Sato Corporation this week started notifying victims of an October 2025 data breach that compromised names, email addresses, postal addresses, telephone numbers, and customer accounts.
Sato said hackers exploited a zero-day vulnerability in the Oracle E-Business Suite software, which large enterprises use to manage finances and human resources. Sato said the infected system contained orders, shipping and delivery info, and accounts receivable and payable. It does not include passwords or product info.
Ransomware group Clop (“Cl0p”) took credit for the breach in a post on its data leak site. Clop recently claimed responsibility for a spate of data breaches that exploited the same Oracle vulnerability.
Sato has not verified Clop’s claim. We do not know if SATO did or will pay a ransom, how much Clop demanded, or how attackers breached the company’s network. Comparitech contacted SATO for comment and will update this article if it replies.
“At 09:35 AM (UTC) on Sunday, October 12, 2025, we received a report from the service provider managing our cloud service environment that a cyberattack had exploited a zero-day vulnerability (CVE-2025-61882) in Oracle E-Business Suite,” says Sato’s notice (PDF) to victims.
“Preparation for the attack was detected in early July 2025, and the initial intrusion occurred in August 2025. During this time, unauthorized access was gained, and confidential information may have been exfiltrated.”
Sato says the attack affected its businesses in Japan, the USA, Singapore, Malaysia, Europe, and the UK.
Who is Clop?
Clop, or Cl0p, is a high-profile ransomware group that first surfaced in 2019. It specializes in exploiting zero-day software vulnerabilities, most recently in Oracle’s E-Business Suite and the Cleo file transfer software. Cl0p targets any organization using the vulnerable software. Like some other ransomware groups, Clop doesn’t always encrypt files. Instead, Clop steals data and then demands a ransom to not publish or sell it.
Clop has taken credit for 384 attacks so far this year, 11 of which have been confirmed by the targeted organizations.
In addition, Cl0p says it hacked these nine organizations that all cited the Oracle vulnerability in their breach disclosures:
- Harvard University
- Wits University
- Envoy Air
- Ansell Limited
- The Washington Post
- GlobalLogic
- Hampton Roads Sanitation District
- David Yurman Enterprises
Ransomware attacks on manufacturers
Comparitech researchers have logged 137 confirmed ransomware attacks on manufacturers in 2025 to date, plus 1,093 unconfirmed claims that haven’t been publicly acknowledged by the targeted organizations. The average ransom demand is $1.39 million.

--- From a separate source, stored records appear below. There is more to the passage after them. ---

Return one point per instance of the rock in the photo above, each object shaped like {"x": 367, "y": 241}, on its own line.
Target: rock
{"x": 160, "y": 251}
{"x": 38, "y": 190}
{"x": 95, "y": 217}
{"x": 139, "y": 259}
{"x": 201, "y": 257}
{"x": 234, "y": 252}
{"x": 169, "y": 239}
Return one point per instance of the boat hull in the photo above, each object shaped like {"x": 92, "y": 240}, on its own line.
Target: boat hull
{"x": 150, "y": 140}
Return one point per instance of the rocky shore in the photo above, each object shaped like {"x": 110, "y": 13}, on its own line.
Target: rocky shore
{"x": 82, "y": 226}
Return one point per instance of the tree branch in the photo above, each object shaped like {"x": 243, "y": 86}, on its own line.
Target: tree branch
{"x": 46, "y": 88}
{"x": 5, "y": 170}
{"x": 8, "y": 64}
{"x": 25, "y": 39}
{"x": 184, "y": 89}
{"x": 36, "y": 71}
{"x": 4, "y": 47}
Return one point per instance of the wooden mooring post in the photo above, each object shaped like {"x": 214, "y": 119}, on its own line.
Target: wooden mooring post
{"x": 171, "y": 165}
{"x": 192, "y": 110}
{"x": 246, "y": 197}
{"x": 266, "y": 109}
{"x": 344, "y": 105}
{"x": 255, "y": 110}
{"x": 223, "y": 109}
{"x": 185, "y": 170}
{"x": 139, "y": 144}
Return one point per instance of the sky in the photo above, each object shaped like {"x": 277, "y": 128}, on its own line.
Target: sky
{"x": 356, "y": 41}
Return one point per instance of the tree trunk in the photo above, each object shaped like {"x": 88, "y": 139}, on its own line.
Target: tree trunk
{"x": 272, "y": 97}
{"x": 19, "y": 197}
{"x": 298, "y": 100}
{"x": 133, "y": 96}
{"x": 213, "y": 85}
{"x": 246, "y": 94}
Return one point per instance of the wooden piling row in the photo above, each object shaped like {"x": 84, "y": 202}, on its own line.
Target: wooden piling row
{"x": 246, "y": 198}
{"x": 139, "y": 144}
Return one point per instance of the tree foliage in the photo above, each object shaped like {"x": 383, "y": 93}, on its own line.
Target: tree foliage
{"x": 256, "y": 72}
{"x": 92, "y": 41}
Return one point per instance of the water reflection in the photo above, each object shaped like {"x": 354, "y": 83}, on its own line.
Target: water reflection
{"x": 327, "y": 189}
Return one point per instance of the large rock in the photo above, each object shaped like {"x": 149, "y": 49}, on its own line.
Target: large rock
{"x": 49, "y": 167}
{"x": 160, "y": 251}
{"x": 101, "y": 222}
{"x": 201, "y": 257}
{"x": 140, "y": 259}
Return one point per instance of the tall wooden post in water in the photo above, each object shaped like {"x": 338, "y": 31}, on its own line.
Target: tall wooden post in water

The largest such breach hit another Japanese company, Nippon Ceramic, which notified 38,500 people in the wake of an April 2025 attack claimed by NightSpire.
The largest ransom was also demanded from a Japanese company. Elematec Corporation said personal data was compromised after ransomware group Devman demanded $10 million in May 2025.
Ransomware attacks on manufacturers can steal data and lock down computer systems. In Clop’s case, it might just be the former. Data extortion forces businesses to pay a ransom for the ransomware gang to delete the stolen data. If the company doesn’t pay, then the ransomware group sells or publicly releases the data.
About Sato Corporation
Sato Corporation ($6287.T) makes printers, hand labelers, stickers, labels, magnetic cards, IC tags, tickets, and software for other businesses. It employs nearly 6,000 people around the world, according to external sources.